Police again used force against another demonstration May 31, according to the complaint. Prior to the city curfew going into effect, IMPD officers “unnecessarily and without notice” used tear gas on numerous occasions and in numerous locations to disperse peaceful protesters. After the curfew, IMPD officers “unnecessarily used rubber bullets and batons to subdue protesters,” the complaint stated.

Named plaintiffs in the lawsuit detail the physical harm they suffered as a result of police actions. They claim they had intense stinging and burning of their eyes and difficulties breathing after being exposed to tear gas and were terrified by the flashbang grenades.

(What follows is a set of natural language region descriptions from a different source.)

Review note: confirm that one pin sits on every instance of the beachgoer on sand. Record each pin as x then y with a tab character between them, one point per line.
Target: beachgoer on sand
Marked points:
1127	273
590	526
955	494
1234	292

According to the complaint, Indy10 BLM has helped organize, and intends to continue organizing, a number protests and marches to “challenge systemic racism and police practices.” However, the complaint alleges that the “violent response” from IMPD officers has led to fewer people being willing to exercise their rights to engage in peaceful protests.

“In order for Indy 10 BLM to get its message across to decision makers and other persons, it is imperative that it has the maximum number of persons attending these events,” the complaint stated. “Indy 10 BLM has had to expend its scarce resources to prepare for police violence at protests by buying medical supplies and expending time in obtaining donated supplies. This has caused the organization to divert necessary financial and other resources away from its overall mission.”

The plaintiffs are asking the Southern Indiana District Court to find the city and police have violated the First and Fourth Amendments and to enjoin the city and police from using tear gas, pepper-ball projectiles, flashbang grenades, rubber bullets and other things to interfere or stop protests. Also, they are asking the individual plaintiffs be awarded damages.